The #RESIST wing of the left needs to reassess its priorities. It seems modern-day liberals care more about political posturing and echo-chamber activism than they do about meeting their basic needs–like making money.

Unfortunately, human beings subsist on food and water–not protesting. But try telling that to Democrats. Attention-seeking NFL players and their enablers in the league remain unrelenting in their need to “make a statement”–even while ratings plummet.

Then you have Puerto Rican Mayor Carmen Yulin Cruz of San Juan, who would rather go on TV to show off freshly-made anti-Trump T-shirts than actually help her “dying” city by attending FEMA meetings.

But the cake goes to Nicholle Haber, a store owner in a conservative California town (one of the few left standing) who somehow didn’t stop to think she’d lose customers by advertising her business with this billboard.

Yes, that’s a picture of Trump dressed as a Nazi, complete with a “45” swastika and nuclear explosions in the background.

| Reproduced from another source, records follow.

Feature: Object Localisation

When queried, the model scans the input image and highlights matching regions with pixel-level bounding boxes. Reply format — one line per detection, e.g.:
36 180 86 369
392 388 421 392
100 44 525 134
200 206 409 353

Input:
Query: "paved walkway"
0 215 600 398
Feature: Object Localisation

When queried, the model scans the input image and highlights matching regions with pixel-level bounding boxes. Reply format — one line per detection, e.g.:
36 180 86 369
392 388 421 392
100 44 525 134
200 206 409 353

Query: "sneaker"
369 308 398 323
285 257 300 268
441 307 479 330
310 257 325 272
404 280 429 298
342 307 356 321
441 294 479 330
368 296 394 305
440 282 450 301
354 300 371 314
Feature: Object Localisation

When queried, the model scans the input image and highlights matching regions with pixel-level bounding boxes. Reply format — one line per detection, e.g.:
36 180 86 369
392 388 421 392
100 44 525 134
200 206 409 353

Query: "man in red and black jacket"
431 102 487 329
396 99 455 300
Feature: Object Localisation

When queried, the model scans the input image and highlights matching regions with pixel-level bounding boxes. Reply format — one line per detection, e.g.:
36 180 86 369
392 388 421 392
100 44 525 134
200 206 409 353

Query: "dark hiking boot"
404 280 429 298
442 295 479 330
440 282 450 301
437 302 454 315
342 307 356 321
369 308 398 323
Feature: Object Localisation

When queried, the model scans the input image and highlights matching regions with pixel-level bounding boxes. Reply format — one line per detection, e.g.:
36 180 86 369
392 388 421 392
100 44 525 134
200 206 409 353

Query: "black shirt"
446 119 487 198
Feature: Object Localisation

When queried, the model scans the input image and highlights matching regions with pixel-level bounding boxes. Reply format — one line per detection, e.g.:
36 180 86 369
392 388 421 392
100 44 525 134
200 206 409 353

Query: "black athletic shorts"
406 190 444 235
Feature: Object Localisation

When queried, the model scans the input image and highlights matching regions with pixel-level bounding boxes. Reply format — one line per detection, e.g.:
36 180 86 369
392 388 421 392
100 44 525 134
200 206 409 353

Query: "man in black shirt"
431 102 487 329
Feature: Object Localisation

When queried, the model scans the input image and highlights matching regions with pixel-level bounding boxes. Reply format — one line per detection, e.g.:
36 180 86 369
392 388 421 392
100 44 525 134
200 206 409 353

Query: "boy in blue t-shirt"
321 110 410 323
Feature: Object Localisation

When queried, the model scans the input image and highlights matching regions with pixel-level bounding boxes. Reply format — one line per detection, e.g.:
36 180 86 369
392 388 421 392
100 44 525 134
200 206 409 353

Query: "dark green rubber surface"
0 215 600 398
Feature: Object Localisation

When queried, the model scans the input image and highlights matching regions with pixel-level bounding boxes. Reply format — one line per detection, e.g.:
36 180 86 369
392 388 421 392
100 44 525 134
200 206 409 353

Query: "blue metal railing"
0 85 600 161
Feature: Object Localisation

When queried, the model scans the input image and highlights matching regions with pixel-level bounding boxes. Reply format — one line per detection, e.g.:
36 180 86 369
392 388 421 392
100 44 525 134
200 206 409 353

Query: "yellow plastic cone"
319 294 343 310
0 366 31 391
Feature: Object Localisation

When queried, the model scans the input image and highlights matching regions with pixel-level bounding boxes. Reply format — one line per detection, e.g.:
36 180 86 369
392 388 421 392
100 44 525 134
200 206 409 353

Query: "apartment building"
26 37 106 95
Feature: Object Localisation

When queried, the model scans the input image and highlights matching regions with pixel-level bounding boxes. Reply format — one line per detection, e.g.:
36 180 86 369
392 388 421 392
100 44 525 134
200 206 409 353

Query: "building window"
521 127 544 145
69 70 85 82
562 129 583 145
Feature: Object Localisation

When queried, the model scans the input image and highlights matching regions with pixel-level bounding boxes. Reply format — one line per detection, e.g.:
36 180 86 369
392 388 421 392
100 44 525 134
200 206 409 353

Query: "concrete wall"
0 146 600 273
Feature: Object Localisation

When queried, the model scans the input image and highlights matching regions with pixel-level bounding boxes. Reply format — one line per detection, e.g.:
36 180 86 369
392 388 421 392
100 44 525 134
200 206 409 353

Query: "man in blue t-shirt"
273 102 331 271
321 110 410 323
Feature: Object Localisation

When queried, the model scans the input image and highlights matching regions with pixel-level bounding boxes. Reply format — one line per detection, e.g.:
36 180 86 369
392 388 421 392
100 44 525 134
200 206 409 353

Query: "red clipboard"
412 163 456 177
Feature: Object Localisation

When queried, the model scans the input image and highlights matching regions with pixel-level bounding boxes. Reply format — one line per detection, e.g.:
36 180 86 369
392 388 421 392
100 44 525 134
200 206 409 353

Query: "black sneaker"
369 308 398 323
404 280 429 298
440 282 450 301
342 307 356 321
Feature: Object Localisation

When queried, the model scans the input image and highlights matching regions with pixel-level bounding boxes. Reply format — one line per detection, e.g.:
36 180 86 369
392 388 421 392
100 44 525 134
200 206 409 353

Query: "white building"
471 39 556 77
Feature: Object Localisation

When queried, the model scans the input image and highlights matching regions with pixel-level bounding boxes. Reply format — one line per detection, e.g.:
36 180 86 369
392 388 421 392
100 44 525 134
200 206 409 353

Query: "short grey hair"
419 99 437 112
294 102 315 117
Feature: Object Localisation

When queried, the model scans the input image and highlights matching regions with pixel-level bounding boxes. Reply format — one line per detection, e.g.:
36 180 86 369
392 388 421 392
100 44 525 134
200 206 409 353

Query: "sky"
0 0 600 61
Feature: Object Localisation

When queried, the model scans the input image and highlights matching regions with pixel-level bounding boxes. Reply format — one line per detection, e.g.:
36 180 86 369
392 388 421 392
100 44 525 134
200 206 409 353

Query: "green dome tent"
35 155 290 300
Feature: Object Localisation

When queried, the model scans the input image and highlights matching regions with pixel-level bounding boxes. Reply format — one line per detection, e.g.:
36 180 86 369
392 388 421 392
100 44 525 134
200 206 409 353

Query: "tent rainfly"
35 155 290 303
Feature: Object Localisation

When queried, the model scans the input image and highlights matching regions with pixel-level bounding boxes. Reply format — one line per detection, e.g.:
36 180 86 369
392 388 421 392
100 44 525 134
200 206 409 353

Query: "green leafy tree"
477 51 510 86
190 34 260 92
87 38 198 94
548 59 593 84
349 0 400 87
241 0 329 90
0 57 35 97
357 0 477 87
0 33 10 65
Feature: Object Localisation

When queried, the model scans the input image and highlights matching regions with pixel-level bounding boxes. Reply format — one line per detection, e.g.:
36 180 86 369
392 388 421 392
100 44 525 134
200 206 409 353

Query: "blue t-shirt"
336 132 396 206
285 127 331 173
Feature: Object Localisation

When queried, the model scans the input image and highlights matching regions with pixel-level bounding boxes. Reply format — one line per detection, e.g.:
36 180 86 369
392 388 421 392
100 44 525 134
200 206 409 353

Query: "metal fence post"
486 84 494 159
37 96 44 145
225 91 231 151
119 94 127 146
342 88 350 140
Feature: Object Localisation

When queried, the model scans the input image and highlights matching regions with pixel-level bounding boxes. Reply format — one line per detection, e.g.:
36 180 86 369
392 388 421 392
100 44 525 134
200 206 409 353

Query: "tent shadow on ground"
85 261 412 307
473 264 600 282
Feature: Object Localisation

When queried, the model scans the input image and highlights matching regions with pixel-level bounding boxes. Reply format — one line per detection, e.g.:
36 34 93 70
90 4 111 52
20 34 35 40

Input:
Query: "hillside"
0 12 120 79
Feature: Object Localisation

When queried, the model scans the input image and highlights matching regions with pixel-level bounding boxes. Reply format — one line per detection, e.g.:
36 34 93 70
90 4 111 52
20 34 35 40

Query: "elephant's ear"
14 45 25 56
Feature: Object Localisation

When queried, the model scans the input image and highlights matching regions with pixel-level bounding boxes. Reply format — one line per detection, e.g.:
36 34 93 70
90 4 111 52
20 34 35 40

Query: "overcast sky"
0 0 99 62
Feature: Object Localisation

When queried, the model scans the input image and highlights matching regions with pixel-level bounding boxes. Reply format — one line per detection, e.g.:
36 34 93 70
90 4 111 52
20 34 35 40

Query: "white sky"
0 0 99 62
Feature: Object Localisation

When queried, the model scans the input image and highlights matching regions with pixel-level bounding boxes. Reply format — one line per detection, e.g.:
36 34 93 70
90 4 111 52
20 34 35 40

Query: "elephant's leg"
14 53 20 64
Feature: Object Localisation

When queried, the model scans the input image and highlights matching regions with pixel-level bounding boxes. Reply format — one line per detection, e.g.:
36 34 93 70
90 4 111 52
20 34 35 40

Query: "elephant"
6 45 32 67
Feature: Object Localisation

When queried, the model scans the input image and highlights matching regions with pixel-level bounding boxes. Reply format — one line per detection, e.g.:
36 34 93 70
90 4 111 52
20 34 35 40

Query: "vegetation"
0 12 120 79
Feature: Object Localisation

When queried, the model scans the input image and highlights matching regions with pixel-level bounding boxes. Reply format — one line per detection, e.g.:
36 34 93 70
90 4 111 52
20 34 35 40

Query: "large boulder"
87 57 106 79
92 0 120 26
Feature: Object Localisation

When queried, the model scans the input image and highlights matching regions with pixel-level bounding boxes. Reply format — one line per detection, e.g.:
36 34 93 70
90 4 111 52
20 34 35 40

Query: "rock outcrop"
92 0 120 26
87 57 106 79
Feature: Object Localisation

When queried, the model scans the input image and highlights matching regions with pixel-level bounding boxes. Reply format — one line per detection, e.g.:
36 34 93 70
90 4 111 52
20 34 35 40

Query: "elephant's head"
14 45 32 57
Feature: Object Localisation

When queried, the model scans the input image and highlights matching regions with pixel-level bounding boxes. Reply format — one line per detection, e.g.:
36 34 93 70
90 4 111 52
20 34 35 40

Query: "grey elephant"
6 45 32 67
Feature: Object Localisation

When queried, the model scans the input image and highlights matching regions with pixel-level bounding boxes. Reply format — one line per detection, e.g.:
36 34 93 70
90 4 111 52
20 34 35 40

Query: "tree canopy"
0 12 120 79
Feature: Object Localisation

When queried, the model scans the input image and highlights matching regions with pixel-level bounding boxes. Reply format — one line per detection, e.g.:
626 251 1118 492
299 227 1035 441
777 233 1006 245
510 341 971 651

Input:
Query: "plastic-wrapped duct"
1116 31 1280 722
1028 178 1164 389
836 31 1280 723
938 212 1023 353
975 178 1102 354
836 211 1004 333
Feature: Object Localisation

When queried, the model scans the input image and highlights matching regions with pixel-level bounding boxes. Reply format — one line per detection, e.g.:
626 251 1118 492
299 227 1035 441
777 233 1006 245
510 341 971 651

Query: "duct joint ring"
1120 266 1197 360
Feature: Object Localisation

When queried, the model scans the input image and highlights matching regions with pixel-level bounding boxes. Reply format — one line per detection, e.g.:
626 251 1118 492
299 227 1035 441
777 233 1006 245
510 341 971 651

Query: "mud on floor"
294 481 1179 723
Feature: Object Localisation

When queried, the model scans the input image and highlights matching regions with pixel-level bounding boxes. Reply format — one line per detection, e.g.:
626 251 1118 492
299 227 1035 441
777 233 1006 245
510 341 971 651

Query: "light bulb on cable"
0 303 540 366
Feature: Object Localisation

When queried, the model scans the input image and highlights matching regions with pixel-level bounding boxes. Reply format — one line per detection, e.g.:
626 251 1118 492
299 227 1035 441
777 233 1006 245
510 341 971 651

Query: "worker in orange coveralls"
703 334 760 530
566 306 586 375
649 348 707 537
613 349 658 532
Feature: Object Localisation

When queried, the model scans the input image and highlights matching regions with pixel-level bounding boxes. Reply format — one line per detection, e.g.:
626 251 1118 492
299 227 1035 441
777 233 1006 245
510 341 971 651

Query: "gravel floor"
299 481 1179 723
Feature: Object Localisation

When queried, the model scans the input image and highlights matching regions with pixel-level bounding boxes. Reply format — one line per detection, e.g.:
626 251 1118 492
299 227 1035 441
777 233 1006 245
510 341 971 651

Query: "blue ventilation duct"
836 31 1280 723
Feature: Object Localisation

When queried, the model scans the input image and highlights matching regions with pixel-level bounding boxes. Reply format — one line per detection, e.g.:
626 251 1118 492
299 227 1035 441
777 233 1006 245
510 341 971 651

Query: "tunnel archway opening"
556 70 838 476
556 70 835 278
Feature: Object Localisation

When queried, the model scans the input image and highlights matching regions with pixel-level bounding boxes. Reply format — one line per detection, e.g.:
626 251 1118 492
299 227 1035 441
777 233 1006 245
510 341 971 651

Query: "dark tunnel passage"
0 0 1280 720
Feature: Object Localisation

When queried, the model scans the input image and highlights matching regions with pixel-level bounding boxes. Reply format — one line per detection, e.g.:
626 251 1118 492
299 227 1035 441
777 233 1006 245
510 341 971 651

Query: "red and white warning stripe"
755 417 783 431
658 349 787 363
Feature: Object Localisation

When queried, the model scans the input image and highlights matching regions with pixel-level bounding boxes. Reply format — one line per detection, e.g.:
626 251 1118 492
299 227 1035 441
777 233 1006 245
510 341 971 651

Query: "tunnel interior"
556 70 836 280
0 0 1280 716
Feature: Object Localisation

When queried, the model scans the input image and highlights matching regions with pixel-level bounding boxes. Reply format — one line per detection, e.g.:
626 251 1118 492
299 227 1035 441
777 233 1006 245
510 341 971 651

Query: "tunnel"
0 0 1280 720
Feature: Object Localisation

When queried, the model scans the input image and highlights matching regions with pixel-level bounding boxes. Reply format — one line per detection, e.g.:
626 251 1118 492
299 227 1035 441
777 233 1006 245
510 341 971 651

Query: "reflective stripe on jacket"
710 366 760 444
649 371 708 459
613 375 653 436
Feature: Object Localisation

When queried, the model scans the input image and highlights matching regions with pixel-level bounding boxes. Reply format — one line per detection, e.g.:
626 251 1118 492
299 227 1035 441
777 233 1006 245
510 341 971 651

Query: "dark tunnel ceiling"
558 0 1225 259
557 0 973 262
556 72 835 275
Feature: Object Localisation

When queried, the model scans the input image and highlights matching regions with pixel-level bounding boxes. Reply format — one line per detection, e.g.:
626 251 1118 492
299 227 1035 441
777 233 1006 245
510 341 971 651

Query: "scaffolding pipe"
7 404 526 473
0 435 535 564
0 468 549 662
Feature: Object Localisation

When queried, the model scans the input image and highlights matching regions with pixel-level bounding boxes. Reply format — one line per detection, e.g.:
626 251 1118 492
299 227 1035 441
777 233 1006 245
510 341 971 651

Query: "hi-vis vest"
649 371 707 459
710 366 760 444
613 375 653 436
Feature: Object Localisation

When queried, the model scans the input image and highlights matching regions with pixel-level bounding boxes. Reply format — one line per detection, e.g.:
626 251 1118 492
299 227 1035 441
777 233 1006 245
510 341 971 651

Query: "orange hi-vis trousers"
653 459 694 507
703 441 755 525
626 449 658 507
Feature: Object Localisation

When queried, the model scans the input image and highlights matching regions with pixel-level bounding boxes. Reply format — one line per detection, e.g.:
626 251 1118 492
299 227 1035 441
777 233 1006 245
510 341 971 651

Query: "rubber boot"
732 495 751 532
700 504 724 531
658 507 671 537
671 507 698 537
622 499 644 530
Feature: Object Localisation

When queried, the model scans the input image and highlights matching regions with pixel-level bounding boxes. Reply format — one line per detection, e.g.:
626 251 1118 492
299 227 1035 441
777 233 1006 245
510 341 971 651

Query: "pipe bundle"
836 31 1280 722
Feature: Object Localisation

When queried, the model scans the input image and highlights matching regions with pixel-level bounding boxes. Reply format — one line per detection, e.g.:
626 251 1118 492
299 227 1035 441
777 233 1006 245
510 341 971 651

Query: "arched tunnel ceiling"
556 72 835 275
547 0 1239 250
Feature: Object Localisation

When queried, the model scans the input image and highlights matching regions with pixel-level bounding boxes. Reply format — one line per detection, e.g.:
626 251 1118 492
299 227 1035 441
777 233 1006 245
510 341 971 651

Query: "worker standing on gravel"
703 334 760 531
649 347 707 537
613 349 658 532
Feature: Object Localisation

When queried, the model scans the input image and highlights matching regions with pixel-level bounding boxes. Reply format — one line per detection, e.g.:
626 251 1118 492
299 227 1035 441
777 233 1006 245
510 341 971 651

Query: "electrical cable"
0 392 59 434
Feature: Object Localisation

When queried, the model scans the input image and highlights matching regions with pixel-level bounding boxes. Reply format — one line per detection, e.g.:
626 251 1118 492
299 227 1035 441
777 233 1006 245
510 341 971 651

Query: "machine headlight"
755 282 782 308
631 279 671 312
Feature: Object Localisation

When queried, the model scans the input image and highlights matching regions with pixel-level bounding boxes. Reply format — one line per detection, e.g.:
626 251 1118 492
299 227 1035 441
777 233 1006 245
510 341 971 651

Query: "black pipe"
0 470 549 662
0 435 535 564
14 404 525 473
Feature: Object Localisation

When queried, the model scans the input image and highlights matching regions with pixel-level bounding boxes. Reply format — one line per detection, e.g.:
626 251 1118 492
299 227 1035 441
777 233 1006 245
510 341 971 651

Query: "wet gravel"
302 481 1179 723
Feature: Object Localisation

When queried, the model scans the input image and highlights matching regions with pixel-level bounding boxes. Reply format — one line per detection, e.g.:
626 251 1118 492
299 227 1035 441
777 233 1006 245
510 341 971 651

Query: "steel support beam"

Haber, the owner of Rouse & Revolt clothing story in right-leaning Chico, CA, purchased the ad space from Stott Outdoor Advertising, as reported by Newsweek.

But the ad was up less than 24 hours before Stott found themselves forced to take the ad down amid an explosion of backlash.

Jim Moravec, Stott Outdoor Advertising’s General Manager, was repentant. “I should have not accepted the ad in the first place.” He said the ad was ambiguous about what message it was trying to convey.

This isn’t the first time Rouse & Revolt has gotten political. During the 2016 election, they made sure to let people know Hillary had their endorsement.

Haber was incensed that they pulled her ad. “I don’t necessarily think that just because I’m a business doesn’t mean I can’t mix my beliefs,” she said.” “That’s a common misconception that you can’t mix politics and business. … I have a platform and I’m going to use it.”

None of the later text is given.